When St. Johns County impacts wetlands with infrastructure projects (primarily roads), it must make up for these impacts just as other private and public entities do. A wetland enhancement, restoration, creation and/or preservation project that serves to offset unavoidable wetland impacts is known as wetland mitigation. The ecological benefits of a mitigation project should compensate for the functional loss resulting from the permitted wetland impact. Mitigation activities may include, but are not limited to, onsite mitigation, offsite mitigation, offsite regional mitigation, and the purchase of mitigation credits from permitted mitigation banks. Mitigation must also take place within the same jurisdictional water basin as the impacts.
The Turnbull Tract
Most County wetland impacts result from road projects which do not allow for on-site mitigation. Mitigation banks serving our area lie outside of St. Johns County and often prove costly. St.
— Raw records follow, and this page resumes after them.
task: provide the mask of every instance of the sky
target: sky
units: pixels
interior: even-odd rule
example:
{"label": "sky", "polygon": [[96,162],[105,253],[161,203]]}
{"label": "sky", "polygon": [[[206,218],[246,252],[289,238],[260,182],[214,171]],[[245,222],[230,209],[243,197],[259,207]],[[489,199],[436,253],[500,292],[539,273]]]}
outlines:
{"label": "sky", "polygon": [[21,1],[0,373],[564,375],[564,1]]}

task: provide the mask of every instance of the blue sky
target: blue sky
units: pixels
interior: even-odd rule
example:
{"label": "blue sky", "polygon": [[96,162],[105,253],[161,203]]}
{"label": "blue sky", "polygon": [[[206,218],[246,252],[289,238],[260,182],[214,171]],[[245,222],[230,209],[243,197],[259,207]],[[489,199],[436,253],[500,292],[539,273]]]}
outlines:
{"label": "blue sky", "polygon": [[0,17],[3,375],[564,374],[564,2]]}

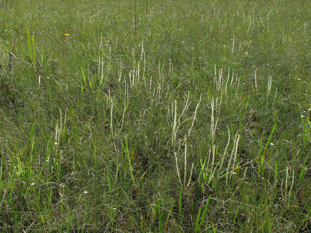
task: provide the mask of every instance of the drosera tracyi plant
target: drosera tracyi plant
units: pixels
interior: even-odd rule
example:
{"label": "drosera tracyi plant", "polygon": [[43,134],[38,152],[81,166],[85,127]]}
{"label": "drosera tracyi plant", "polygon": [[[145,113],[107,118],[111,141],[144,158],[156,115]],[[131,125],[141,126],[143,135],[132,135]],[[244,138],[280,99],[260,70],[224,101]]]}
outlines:
{"label": "drosera tracyi plant", "polygon": [[0,2],[1,230],[311,231],[311,4]]}

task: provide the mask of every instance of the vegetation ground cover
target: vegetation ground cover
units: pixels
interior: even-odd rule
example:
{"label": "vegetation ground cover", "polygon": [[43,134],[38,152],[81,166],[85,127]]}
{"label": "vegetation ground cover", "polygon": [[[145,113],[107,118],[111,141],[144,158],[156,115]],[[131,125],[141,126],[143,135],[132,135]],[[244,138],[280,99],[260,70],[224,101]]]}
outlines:
{"label": "vegetation ground cover", "polygon": [[1,231],[311,231],[310,3],[1,1]]}

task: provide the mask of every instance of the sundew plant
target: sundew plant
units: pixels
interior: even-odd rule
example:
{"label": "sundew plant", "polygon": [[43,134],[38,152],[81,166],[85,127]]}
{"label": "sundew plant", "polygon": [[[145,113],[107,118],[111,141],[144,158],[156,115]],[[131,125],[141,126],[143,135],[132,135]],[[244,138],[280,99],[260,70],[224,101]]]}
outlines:
{"label": "sundew plant", "polygon": [[310,0],[0,1],[0,231],[311,231]]}

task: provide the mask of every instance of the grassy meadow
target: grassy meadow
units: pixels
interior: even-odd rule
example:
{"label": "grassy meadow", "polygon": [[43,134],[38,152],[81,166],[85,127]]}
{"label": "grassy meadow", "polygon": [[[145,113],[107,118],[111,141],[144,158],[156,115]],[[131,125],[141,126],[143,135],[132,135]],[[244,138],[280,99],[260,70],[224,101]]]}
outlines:
{"label": "grassy meadow", "polygon": [[0,232],[311,231],[311,1],[0,1]]}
Johns County has acquired a 760 acre parcel known as the Turnbull tract to serve as a regional offsite mitigation area for County projects. The site is adjacent to an existing 400 acre conservation easement which means approximately 1,200 acres of the headwaters of Six Mile Creek are being restored and protected as a result of mitigation activities. Water flow has been restored by removing forestry roads, filling or blocking ditches associated with these roads and adding low water crossings. The forests will be thinned and prescribed fire re-introduced to the site to mimic pre-silvicultural habitat. A 9.3 acre wetland creation area has been developed and is thriving with native plant species such as duck potato and pickerel weed. The Turnbull tract will provide for St. Johns County’s future mitigation needs within Basin 5 in a manner that makes both economical and ecological sense.